Types de violences interpersonnelles VI (référentiel CIO/OMS)
(Modes : contact / non-contact / en ligne (cyberviolence) )
- Violence physique : acte visant à causer, ou entraînant, des douleurs/blessures physiques (frapper, brûler, donner des coups, usage d’objets/armes, etc.).
- Violence psychologique : utilisation délibérée et répétée de paroles/actes non physiques pour manipuler, humilier, menacer, isoler ou contrôler, portant atteinte à la santé mentale et au bien-être. Peut survenir en ligne et hors-ligne.
- Violence sexuelle (incluant le harcèlement sexuel) : tout acte, tentative d’acte, commentaire, avance ou comportement à caractère sexuel non désiré, incluant la coercition ou l’exploitation, en ligne ou en personne, quelle que soit la relation entre l’auteur et la victime. Chez les mineurs, le consentement ne peut être présumé.
- Privation/négligence : manquement à fournir un niveau adéquat de sécurité, de soins, de nutrition, de repos, de logement ou de supervision, au point de compromettre gravement la santé ou le développement d’un athlète. Elle concerne principalement les enfants, mais peut également toucher des adultes en situation de vulnérabilité ou de dépendance.

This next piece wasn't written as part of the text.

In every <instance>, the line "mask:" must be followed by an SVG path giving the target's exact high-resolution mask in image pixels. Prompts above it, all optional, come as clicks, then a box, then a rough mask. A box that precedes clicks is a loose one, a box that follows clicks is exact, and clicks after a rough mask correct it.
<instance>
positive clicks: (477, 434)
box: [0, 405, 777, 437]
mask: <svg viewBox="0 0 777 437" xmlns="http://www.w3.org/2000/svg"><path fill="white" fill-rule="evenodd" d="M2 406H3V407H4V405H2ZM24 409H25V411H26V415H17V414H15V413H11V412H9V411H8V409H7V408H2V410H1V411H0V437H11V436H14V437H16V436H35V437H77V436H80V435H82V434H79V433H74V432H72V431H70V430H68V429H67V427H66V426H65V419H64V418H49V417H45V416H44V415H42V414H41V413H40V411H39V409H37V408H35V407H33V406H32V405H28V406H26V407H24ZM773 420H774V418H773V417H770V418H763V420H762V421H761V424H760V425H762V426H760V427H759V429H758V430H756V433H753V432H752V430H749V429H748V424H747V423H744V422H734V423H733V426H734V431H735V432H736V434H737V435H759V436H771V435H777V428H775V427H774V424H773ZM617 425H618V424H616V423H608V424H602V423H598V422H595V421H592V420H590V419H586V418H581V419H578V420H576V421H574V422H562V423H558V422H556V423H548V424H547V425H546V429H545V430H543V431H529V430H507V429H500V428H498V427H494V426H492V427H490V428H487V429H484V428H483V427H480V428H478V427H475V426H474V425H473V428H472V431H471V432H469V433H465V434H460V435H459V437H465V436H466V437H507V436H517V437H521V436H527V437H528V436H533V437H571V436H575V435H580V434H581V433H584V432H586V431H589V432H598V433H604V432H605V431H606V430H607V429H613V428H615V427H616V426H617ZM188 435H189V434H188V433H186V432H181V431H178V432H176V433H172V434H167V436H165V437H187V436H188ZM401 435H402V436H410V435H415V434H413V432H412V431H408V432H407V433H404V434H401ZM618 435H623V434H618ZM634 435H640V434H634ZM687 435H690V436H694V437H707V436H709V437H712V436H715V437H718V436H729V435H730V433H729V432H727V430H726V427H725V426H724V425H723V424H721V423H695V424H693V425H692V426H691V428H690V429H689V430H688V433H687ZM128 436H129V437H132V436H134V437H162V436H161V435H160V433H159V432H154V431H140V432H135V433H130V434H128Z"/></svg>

L’ALIS exerce deux missions principales :
- une mission d’enquête : recueil de témoignages, analyse de pièces, audition des parties concernées, le tout dans le respect du principe du contradictoire ;
- une mission de recommandation : à l’issue de l’instruction, l’ALIS formule des recommandations formelles à l’attention du Conseil d’administration de l’entité sportive concernée (club et/ou fédération), portant à la fois sur les mesures conservatoires immédiates (par exemple, suspension temporaire d’un membre du staff, restrictions de contact, mesures de protection de l’athlète) et sur les évolutions structurelles à engager (formation, code de conduite, dispositif de signalement).
En revanche, l’ALIS ne dispose pas de pouvoir de sanction disciplinaire à l’égard de la personne mise en cause. Les décisions disciplinaires ou contractuelles relèvent de la fédération et/ou du club, qui demeurent juridiquement responsables de leur personnel d’encadrement.
En cas de non-mise en œuvre des recommandations par l’entité sportive, l’ALIS applique une procédure d’escalade graduée, pouvant aller jusqu’à l’information du Bureau Exécutif du COSL et, à un niveau ultérieur, du Ministère des Sports.

Personnes/groupes exposés à des niveaux plus élevés de VI
La littérature scientifique met en évidence une exposition accrue aux violences interpersonnelles chez les enfants et les jeunes, les personnes en situation de handicap, les athlètes LGBTIQ+, les groupes racialisés/minoritaires et, selon les contextes et le type de VI, certains athlètes d’élite. Ces catégories ne sont pas exhaustives et les résultats varient selon les études ; aborder ces risques suppose une approche socio-écologique et intersectionnelle.